I have the war stories of an alcoholic, like the time, at age 15 and about 110 pounds, I drank 13 red, plastic Dixie cups of some combination of cheap keg beer, Sex On The Beaches, and White Russians. Then I passed out on the high school lawn and eventually made it home, where I woke up the next day with vomit covering me, my bed, and the wall, and by some miracle didn’t wind up in the hospital. Saturday and Sunday mornings were spent lying in bed with a cold washcloth on my face, praying for the pounding in my head to stop and the nausea to go away.
Then in my mid-20’s, I cut back on drinking (with the exception of going out for beers with my alcoholic boyfriend a few years later). This decision was initially prompted by the hangover I had the day after my birthday where I was so sick I couldn’t get out of bed until 11:30 p.m.
Shit, I thought, I just lost an entire day of my life!
But the real reason I stuck with curbing my drinking was that I became a workaholic, and unwilling to compromise my productivity for another hangover. I was busy doing important things and no longer had time to waste on getting wasted and feeling out of it the next day. I drank less and less over the years until my tolerance got so low that I can barely drink at all now. See my above my excuses that sound like lies. They’re actually true.
Today, the reason I don’t drink is different from my former desire to be compulsively productive. OK, not that different, but a little. Drinking makes me feel bad—physically and emotionally. Last year, I had two beers on a date and wound up puking until 4:30 p.m. the next day, and the guy affectionately started calling me The Girl With The Toddler Kidneys. The last time I drank at all was six months ago, and when I got home from the bar I felt so sad and lonely that I read an ex’s blog. Which, you guessed it, made me feel even sadder and lonelier. And not only am I drunk after half a beer, but I immediately feel foggy and checked-out.

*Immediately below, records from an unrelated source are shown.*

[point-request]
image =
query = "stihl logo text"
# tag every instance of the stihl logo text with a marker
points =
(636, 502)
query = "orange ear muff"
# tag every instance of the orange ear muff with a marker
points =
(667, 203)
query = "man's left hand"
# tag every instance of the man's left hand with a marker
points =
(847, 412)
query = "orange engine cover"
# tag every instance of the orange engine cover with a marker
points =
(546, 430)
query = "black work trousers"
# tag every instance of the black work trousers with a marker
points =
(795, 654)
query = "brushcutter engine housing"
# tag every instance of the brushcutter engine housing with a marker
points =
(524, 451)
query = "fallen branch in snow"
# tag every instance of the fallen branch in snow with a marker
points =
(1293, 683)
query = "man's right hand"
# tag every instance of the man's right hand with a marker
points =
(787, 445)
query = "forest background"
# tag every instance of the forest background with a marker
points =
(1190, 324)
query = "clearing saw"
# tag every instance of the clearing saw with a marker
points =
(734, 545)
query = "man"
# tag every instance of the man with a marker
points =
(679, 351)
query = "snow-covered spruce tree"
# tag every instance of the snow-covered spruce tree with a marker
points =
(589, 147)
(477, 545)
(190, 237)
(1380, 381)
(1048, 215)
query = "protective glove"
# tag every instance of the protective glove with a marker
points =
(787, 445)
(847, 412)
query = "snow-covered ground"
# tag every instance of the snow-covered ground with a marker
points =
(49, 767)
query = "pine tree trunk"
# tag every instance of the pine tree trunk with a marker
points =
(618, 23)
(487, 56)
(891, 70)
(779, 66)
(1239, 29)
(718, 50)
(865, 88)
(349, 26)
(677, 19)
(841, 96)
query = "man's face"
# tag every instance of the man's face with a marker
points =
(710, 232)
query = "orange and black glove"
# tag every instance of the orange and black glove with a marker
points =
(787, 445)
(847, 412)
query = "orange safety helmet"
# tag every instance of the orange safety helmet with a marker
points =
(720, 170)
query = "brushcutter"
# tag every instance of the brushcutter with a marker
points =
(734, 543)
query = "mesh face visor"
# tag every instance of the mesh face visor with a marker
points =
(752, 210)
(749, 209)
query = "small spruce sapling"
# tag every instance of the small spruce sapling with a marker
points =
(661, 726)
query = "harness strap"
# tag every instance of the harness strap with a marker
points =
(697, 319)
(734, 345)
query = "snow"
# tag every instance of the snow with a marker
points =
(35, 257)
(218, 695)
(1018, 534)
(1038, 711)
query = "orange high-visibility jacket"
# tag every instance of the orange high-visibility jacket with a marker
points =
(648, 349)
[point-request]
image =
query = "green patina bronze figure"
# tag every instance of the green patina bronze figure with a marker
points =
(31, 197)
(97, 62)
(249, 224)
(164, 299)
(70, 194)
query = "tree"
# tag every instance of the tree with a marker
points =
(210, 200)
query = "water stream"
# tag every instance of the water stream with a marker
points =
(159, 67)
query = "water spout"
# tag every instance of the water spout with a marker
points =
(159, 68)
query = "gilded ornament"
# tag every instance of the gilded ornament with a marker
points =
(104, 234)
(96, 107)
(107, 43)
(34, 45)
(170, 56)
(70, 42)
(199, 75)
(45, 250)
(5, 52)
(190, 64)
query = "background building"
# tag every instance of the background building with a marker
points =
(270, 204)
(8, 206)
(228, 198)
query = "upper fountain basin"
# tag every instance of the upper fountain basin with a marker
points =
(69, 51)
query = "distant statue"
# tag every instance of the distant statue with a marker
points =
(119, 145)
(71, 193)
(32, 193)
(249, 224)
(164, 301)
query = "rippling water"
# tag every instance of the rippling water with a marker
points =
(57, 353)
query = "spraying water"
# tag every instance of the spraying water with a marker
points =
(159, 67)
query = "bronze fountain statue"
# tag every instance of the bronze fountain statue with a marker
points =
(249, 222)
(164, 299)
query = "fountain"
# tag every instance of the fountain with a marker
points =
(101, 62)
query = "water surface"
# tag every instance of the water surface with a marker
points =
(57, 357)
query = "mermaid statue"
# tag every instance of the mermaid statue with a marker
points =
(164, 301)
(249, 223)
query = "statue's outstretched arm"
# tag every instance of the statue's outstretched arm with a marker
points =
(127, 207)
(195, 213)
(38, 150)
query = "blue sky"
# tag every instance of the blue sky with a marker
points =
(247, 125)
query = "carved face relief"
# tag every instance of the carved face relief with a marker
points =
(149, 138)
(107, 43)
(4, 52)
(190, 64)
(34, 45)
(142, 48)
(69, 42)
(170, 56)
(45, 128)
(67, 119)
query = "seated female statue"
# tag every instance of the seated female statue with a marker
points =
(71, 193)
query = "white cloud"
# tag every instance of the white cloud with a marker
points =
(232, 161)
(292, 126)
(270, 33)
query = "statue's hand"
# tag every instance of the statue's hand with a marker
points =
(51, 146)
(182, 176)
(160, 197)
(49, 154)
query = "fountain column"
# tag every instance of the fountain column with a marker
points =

While at 14 I was desperate to escape, I don’t like doing things that take me away from myself anymore. Even though I’m not a recovering alcoholic, I want to live soberly, which to me means feeling present, alert, and like myself.
However, I often forget that I’m not really an alcoholic and I can actually drink from time to time if I feel like it. In fact, a recovering alcoholic once suggested that I drink more to help with my anxiety. You know, in cases where the Serenity Prayer isn’t cutting it. And I do love the taste of a cold bottle of Stella. But part of me still feels like I’m too busy to do something as frivolous as get a drink at a bar and possibly have to spend the next morning unproductively lying in bed. As a recovering workaholic though, I think it just might benefit me to loosen up on my sobriety a bit and take that advice now and then.